Here are the N.B. beaches that have accessibility features
Parlee Beach starting season with new accessible washroom and Mobi-mat
It hasn't always been easy to find out which beaches in New Brunswick have accessibility features for people with limited mobility.
But this year, Para NB manager Mathieu Stever is excited about changes coming to Tourism NB and Parks NB's websites that will make the information easier to find.
"In the past I've always had to be word of mouth," Stever said.
The province worked with Ability NB, which also operates Para NB, to review its tourism and parks websites to improve how accessibility information is communicated.

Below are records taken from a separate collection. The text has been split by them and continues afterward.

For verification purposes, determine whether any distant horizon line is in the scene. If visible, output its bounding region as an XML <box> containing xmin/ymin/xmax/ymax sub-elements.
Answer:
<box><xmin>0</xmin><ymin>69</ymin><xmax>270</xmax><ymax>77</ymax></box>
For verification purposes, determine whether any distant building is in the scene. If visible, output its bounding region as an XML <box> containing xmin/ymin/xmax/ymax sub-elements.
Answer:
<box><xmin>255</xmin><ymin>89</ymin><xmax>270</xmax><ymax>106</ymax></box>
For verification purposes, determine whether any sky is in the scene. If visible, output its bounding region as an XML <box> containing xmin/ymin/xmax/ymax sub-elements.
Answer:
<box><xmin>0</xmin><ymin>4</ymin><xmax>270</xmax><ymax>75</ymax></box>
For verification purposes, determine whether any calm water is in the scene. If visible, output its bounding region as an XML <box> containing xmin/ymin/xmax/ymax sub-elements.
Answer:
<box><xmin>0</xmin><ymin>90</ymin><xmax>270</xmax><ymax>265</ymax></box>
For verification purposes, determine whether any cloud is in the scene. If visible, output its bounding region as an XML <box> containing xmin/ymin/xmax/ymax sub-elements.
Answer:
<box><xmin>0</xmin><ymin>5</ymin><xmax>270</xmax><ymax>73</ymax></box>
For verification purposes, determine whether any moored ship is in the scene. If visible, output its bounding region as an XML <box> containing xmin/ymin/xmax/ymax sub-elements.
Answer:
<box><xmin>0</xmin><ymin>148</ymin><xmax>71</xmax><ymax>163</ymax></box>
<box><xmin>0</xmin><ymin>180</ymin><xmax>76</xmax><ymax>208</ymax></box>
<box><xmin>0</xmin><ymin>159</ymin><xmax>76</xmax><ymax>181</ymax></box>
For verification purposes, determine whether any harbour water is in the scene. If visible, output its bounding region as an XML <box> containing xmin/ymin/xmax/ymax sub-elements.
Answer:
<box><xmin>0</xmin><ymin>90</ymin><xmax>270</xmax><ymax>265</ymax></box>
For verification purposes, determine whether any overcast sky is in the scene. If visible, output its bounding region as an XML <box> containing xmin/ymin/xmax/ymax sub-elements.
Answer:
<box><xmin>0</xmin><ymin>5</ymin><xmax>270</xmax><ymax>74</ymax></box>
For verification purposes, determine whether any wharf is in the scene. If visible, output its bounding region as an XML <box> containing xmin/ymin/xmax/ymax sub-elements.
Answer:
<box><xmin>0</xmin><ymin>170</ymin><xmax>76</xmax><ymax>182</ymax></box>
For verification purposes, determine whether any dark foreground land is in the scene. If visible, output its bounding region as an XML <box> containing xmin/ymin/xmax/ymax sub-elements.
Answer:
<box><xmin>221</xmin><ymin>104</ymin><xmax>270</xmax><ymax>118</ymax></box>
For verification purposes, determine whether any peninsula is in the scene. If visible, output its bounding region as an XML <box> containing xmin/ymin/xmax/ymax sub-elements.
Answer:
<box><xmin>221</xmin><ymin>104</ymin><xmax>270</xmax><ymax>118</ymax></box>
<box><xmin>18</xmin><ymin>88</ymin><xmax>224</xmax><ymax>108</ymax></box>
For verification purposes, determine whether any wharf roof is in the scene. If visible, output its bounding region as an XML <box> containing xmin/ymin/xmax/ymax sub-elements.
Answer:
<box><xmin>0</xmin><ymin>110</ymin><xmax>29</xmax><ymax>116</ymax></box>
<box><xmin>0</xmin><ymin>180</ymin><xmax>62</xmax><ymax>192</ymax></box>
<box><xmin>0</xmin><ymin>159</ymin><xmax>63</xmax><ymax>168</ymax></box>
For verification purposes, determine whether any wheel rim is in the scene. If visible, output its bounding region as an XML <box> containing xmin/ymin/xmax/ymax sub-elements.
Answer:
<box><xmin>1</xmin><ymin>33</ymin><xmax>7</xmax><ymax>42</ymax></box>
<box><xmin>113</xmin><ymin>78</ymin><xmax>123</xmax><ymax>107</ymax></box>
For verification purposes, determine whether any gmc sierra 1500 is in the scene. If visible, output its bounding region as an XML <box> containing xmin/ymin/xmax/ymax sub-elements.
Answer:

The websites will be updated mid-summer.
Accessibility features at beaches can include things like Mobi-mats, which stretch out across the sand and allow wheelchairs to get close to the water. Other features include boardwalks, floating wheelchairs, hippocampe beach wheelchairs, and washrooms and changing rooms large enough to accommodate wheelchairs.
"I just think of it more as a human rights issue, being every single person, it doesn't matter what the ability is or what disability they have, should have access to every single service that someone that doesn't have a disability [has]," Stever said.
Here's what's available, and where, in New Brunswick:
- Parlee Beach: A mobi–mat, which will be rolled out in the next few weeks; floating beach chairs; a hippocampe beach wheelchair; accessible boardwalks; and new this year, an accessible washroom, changing room, and playground.
- Mactaquac: two hippocampe wheelchairs and a floating beach chair
- New River Beach: hippocampe wheelchair
- Aboiteau Beach (Plage de l'Aboiteau): Similar features to Parlee Beach, including a Mobi-mat, water wheelchairs, and ramps
- Kouchibouguac: access mats are available
- Beresford Beach: floating wheelchair and accessible boardwalk
- Youghall Beach (Bathurst): floating wheelchairs
Para NB, which is part of Ability NB, also has six hippocampe wheelchairs available to loan out.
The province has been working with Ability NB to review New Brunswick's ten provincial parks when it comes to accessible infrastructure — campgrounds, trails, and buildings.
Mactaquac, Parlee, Hopewell Rocks, and Murray Beach have all undergone these reviews, and the remaining parks will be done by August.
Stever said Ability NB is also working with the province on recreation and inclusivity audits for Parlee Beach and Hopewell Rocks.
The audits will focus more on activity and signage than infrastructure.
It's a new service Stever said the non-profit launched in April.
If Ability NB audits a beach, for example, Stever said they start at the parking lot and work their way toward the water.
"If there's gravel between the parking lot and the beach itself, automatically you're going to be stuck," he said.
The province's beaches have to reach out to Ability NB for this auditing service.
Melanie Deveau, assistant deputy minister for parks and tourism, said the accessibility features at Parlee Beach Provincial Park are a guide for what the rest of the province should have, though she said some options, like a Mobi-mat, aren't possible at locations like New River Beach because of the tides.
She added the province is working with beach and other tourism operators to let them know about the auditing services Ability NB can offer.
"Many of them don't even know that that's available, so that's one of our goals, is to get that word out that these places can be working with Ability NB on how to make their operations more accessible."